Şaibeli hayvan dernekleri işi nasıl çözümsüzleştiriyor?

İsmail Kılıçarslan, sokak köpekleri konusunda gerekli adımları atmayan yerel yönetimlerin ve hayvan derneklerinin sorumluluğunu hatırlatıyor.

İsmail Kılıçarslan / Yeni Şafak

Nasıl olacak bu sokak hayvanları işi?

Yine gelip dayandık o anlamsız ayrışmaya. Bir tarafta sokak hayvanları yasasıyla sokak köpeklerinin bire kadar kırılacağını, katledileceğini düşünen sözüm ona hayvan severler; diğer tarafta “öldürelim, bunun başka yolu yok” diyenler.

Meseleyi biraz geriden ve etraflıca konuşmaya mecalimiz kaldı mı bilmem ama an itibariyle bunu sonuna kadar konuşmamız gereken yere geldik.

Öncelikle bazı basit ilkelerde anlaşmayı denesek. O ilkelerden biri şu olsa: “Allah’ın yarattığı her canlı varlık, kendine uygun varlık bölgesinde özgürce yaşamayı hak eder.” Bir başkası şu olsa: “İnsan, yaratılmış varlıkların en yücesi olabileceği gibi, en aşağısı da olabilir.” Bir başkası şu olsa: “İnsanın, dahası insan yavrularının hayatına kast eden sorunlarla mücadele etmek gerekir.”

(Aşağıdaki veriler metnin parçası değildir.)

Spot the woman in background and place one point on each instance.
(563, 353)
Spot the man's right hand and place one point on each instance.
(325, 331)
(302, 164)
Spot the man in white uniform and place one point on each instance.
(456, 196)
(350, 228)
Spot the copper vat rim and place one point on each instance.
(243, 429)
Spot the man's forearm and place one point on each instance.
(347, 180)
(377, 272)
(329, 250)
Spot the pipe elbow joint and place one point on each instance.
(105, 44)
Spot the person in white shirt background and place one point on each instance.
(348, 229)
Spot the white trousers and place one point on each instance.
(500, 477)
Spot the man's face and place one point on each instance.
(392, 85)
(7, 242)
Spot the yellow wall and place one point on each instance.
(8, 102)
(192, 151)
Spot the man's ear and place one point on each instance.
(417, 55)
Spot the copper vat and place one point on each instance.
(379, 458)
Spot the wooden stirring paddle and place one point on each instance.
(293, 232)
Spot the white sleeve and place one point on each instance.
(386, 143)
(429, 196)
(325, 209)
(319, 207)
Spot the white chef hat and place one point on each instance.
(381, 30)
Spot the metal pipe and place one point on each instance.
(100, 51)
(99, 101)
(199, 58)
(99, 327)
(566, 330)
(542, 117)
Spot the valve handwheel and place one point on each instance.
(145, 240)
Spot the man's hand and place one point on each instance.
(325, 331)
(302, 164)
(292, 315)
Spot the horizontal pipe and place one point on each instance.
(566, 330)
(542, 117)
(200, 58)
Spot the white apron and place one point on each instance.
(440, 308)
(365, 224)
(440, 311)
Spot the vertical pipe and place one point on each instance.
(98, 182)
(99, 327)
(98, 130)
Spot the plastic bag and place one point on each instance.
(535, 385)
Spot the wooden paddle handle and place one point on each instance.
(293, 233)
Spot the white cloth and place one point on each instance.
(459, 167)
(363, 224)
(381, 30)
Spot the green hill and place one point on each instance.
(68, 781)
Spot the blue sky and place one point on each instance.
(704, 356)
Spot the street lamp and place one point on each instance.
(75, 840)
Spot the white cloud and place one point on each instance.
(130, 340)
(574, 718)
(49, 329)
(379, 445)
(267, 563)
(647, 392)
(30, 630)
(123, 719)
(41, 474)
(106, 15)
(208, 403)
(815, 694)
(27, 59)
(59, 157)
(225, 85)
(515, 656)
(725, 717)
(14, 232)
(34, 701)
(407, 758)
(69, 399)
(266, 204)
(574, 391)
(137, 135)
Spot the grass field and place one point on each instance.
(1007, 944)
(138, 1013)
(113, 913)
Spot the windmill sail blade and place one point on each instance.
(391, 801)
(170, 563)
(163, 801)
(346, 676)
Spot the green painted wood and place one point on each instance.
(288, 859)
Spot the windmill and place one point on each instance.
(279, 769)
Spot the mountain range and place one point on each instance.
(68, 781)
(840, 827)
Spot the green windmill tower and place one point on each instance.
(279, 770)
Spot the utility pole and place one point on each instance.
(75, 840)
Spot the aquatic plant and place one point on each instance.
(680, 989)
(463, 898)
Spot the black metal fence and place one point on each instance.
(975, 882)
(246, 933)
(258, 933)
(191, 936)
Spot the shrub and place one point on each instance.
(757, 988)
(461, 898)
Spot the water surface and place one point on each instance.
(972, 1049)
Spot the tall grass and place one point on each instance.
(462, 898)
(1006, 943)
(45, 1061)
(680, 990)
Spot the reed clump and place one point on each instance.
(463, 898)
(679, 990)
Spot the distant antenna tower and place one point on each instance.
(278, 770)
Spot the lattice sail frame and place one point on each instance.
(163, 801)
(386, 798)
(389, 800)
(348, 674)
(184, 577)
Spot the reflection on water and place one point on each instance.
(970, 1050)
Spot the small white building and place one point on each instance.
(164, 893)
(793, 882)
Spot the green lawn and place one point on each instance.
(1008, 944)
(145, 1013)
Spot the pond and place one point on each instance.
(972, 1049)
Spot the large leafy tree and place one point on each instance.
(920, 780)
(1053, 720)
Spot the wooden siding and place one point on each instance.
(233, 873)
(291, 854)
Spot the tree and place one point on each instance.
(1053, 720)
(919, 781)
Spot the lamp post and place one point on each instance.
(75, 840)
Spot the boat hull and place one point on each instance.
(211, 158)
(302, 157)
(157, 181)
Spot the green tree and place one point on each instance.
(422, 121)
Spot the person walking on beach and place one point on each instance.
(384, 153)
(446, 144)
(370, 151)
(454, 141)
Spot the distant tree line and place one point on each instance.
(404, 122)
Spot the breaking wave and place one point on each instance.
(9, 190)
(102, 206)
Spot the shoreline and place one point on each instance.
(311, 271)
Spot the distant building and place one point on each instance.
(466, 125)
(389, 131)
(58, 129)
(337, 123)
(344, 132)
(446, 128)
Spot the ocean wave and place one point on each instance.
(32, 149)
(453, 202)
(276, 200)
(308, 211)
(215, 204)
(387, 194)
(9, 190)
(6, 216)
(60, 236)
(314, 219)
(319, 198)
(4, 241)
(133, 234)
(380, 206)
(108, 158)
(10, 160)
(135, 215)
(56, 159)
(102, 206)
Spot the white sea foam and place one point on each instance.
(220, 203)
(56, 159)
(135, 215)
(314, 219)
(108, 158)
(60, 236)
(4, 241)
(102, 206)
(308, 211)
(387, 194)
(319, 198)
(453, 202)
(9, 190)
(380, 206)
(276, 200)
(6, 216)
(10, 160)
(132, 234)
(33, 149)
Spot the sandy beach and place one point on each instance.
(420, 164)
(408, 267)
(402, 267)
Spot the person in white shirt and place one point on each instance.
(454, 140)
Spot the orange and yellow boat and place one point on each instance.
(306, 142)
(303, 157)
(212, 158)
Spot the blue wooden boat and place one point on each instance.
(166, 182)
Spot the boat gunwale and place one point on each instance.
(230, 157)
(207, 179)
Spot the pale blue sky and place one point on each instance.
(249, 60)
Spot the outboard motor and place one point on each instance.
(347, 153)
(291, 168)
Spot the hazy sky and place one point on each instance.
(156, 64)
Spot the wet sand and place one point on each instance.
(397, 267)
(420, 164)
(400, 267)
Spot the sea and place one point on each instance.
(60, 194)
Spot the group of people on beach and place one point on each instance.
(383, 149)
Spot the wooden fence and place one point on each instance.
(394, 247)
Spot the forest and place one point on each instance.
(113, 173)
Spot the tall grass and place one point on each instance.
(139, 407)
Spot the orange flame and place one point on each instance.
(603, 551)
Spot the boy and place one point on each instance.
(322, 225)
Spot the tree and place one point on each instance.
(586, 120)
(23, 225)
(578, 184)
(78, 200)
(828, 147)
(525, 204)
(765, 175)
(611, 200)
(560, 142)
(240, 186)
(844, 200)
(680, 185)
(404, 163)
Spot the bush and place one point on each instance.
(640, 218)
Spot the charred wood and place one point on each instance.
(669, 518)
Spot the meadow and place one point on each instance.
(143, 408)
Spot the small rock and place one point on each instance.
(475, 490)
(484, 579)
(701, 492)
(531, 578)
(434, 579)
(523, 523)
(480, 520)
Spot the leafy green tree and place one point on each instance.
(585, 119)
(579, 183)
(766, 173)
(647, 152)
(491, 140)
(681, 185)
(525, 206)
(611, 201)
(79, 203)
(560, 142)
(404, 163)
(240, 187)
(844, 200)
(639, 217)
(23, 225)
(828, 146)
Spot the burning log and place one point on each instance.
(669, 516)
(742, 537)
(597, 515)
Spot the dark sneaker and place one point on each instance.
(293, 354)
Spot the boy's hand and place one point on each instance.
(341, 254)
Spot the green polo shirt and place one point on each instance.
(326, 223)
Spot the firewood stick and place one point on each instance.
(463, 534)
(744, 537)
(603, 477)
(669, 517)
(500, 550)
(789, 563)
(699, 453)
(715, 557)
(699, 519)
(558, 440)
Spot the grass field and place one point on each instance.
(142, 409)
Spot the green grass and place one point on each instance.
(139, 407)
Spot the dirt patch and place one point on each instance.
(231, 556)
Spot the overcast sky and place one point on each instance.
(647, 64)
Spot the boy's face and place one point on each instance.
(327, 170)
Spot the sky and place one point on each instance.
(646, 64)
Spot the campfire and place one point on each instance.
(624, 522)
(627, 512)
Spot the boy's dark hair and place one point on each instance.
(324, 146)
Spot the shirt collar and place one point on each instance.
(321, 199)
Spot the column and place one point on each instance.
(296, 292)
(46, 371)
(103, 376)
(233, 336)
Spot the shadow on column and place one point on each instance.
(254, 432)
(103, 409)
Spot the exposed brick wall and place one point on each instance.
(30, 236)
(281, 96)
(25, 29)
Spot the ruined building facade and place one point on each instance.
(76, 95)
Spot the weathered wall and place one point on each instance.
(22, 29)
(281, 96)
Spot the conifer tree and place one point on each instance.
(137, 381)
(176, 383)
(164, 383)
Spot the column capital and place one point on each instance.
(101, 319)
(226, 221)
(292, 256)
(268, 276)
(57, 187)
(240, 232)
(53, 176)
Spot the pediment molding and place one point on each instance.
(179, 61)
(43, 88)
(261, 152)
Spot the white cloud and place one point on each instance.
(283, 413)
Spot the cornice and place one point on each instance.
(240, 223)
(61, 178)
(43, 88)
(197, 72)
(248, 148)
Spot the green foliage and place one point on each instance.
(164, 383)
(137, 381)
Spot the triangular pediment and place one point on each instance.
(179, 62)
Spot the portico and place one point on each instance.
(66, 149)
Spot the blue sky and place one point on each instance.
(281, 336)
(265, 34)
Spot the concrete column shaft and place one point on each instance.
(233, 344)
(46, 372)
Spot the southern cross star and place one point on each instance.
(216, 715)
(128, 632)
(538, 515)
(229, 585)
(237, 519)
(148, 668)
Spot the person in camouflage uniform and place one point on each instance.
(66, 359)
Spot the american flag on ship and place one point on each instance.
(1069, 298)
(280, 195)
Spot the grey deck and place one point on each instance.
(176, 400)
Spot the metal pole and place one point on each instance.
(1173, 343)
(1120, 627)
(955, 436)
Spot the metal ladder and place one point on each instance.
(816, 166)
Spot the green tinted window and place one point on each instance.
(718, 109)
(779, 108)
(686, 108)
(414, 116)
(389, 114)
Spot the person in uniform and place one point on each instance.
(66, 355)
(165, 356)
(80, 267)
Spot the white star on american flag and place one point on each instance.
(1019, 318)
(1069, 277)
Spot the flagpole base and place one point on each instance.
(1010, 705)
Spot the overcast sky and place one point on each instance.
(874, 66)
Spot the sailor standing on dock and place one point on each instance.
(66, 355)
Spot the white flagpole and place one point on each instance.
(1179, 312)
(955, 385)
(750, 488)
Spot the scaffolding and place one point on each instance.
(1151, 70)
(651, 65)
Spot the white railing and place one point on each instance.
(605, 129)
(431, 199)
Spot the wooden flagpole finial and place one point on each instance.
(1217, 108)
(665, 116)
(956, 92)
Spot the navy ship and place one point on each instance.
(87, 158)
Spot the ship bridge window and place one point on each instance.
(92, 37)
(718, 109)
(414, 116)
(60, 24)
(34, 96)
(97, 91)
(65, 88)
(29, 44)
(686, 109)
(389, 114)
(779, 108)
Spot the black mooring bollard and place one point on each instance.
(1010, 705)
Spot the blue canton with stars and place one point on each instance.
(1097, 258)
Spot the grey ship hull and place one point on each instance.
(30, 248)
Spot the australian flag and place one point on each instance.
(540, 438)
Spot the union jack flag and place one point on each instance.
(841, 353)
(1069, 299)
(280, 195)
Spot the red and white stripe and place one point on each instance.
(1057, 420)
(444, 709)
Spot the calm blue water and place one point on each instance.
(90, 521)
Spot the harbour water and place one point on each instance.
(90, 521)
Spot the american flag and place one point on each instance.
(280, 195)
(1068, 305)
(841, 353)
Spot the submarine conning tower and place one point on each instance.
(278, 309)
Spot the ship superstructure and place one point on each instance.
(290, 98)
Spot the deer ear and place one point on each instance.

Daha da geriye gidelim. Bugün Türkiye’de büyük bir soruna dönüşen sokak hayvanları meselesinin bu noktaya gelmesinin üç temel nedeni var. Birincisi, hiç şüphe yok ki, sokak hayvanları konusu uhdelerine verilen yerel yönetimlerin süreç içerisinde bu işi dört başı mamur şekilde çözmemiş olmaları. Hayvanları usulünce kısırlaştırıp barınakta “gerçek hayvan severlerle organize olacak şekilde” yaşatamamaları.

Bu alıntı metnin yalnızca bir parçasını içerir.